This page describes the set up of a simple project, step by step. All required tools and files are available in the Genet distribution, in directory website/example.

Introduction

The example project, called "genet-example", defines three tools:

These tools can be used together to compute the average length of words in texts (do not forget this is for an example project, for a pedagogical purpose):

Data flow for our example

We will show how to use Genet to set up a continuous integration environment for our project.
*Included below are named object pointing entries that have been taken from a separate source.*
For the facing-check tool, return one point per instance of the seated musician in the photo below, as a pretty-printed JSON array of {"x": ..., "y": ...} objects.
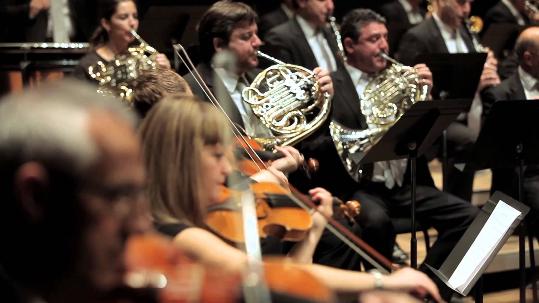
[
  {"x": 113, "y": 37},
  {"x": 523, "y": 85},
  {"x": 72, "y": 182},
  {"x": 445, "y": 32},
  {"x": 194, "y": 138},
  {"x": 231, "y": 26},
  {"x": 385, "y": 190},
  {"x": 153, "y": 85}
]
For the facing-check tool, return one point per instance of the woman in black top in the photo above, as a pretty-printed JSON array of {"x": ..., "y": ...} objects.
[
  {"x": 186, "y": 153},
  {"x": 113, "y": 37}
]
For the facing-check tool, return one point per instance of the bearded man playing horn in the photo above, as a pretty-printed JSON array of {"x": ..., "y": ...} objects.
[{"x": 384, "y": 192}]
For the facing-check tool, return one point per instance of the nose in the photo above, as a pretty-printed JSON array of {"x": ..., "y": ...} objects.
[
  {"x": 330, "y": 6},
  {"x": 226, "y": 167},
  {"x": 256, "y": 41}
]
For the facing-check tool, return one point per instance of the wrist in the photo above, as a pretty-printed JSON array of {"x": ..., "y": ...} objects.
[{"x": 378, "y": 279}]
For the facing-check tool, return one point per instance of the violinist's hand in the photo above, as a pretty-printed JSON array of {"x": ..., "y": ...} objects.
[
  {"x": 162, "y": 61},
  {"x": 489, "y": 76},
  {"x": 290, "y": 162},
  {"x": 324, "y": 80},
  {"x": 412, "y": 281},
  {"x": 425, "y": 75},
  {"x": 324, "y": 209}
]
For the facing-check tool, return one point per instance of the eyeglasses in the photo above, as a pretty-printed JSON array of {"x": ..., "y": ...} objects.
[{"x": 120, "y": 198}]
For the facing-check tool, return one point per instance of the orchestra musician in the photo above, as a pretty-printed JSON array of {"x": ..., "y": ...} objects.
[
  {"x": 445, "y": 32},
  {"x": 523, "y": 85},
  {"x": 195, "y": 138},
  {"x": 386, "y": 193},
  {"x": 239, "y": 35},
  {"x": 72, "y": 194},
  {"x": 306, "y": 40},
  {"x": 113, "y": 36}
]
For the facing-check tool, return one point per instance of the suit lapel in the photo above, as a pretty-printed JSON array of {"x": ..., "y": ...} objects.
[
  {"x": 349, "y": 100},
  {"x": 215, "y": 84}
]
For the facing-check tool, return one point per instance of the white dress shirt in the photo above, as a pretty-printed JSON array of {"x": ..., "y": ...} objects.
[
  {"x": 529, "y": 83},
  {"x": 414, "y": 15},
  {"x": 452, "y": 38},
  {"x": 319, "y": 45}
]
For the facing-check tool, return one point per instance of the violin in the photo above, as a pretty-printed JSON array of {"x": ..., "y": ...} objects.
[
  {"x": 277, "y": 215},
  {"x": 359, "y": 246},
  {"x": 154, "y": 262}
]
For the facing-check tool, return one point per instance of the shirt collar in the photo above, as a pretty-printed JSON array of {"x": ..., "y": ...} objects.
[
  {"x": 230, "y": 79},
  {"x": 306, "y": 27},
  {"x": 446, "y": 30},
  {"x": 287, "y": 11},
  {"x": 407, "y": 7},
  {"x": 528, "y": 81},
  {"x": 355, "y": 74},
  {"x": 511, "y": 8}
]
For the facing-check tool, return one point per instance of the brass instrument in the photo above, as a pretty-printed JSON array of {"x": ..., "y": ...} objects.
[
  {"x": 385, "y": 100},
  {"x": 288, "y": 101},
  {"x": 532, "y": 9},
  {"x": 474, "y": 25},
  {"x": 113, "y": 77},
  {"x": 335, "y": 28}
]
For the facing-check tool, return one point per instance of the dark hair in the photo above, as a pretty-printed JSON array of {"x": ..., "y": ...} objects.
[
  {"x": 355, "y": 20},
  {"x": 219, "y": 21},
  {"x": 152, "y": 85},
  {"x": 524, "y": 44},
  {"x": 106, "y": 8}
]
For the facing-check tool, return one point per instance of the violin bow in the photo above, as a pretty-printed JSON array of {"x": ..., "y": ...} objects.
[{"x": 363, "y": 249}]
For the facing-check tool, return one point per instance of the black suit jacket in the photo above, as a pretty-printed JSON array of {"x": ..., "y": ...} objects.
[
  {"x": 397, "y": 22},
  {"x": 18, "y": 27},
  {"x": 499, "y": 13},
  {"x": 271, "y": 20},
  {"x": 288, "y": 43},
  {"x": 215, "y": 84},
  {"x": 347, "y": 111},
  {"x": 504, "y": 179},
  {"x": 509, "y": 89},
  {"x": 426, "y": 38}
]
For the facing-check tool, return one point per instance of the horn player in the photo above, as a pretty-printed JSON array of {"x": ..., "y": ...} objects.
[{"x": 385, "y": 193}]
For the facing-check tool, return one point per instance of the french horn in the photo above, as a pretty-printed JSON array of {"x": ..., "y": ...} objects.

The genet tools must be in our path. The output of commands is not shown. You are encouraged to type the commands of the example to get familiar with Genet.

Initialisation
Create the database

The first thing to do is create the database. Here we use a MySQL database called genet_example:

$ mysql -u root -p
mysql> create database genet_example;
mysql> grant all privileges on genet_example.* to genet@localhost;
Create the project directory

Then we have to create the directory of our project, in /tmp/genet-example. The structure of this directory is described here. To do so, we use the genet tool. At last, we make /tmp/genet-example/in a git repository:

$ genet init-dir /tmp/genet-example
$ git init /tmp/genet-example/in
Setup the configuration file

The initialization of the directory creates a default config.txt file in the project directory. It contains information regarding the project name, database connection and web interface. We edit this file to:

project_name = "Genet-example"
project_id = "genet-example"
db = {
  (* postgresql or mysql *)
  storage = mysql2
  name = "genet_example"
  user = genet
  host = localhost
  password = ""
}
(* do not forget ending / *)
rest_api = "http://localhost:8082/"
Initialize the project database

Next we initialize the database tables:

$ genet --config /tmp/genet-example/config.txt init-db
Change to the project directory

For the next operations, we change to the project directory, so that we do not have to use the --config option, as by default the config.txt file of the current directory is used:

$ cd /tmp/genet-example

At this point, you can launch the web server to browse your project. Just run

$ genet-rest

and visit http://localhost:8082/.

Defining filetypes

Then, we have to define filetypes, to represent the types of files read and produced by our project's tools. Each filetype has an id, a file extension and a description.Here, we have three filetypes:

The following commands will create the filetypes:

$ genet add filetype "text" txt "Source text file"
$ genet add filetype "words" txt "Words, one per line"
$ genet add filetype "number" nb "A real number"

genet add commands usually returns the url of the newly created item. Each item has its own unique url, used as identifier in other commands. Moreover, these urls can be used in the web interface to access the items; the items are resources, which can be refered to in RDF graphs, for example.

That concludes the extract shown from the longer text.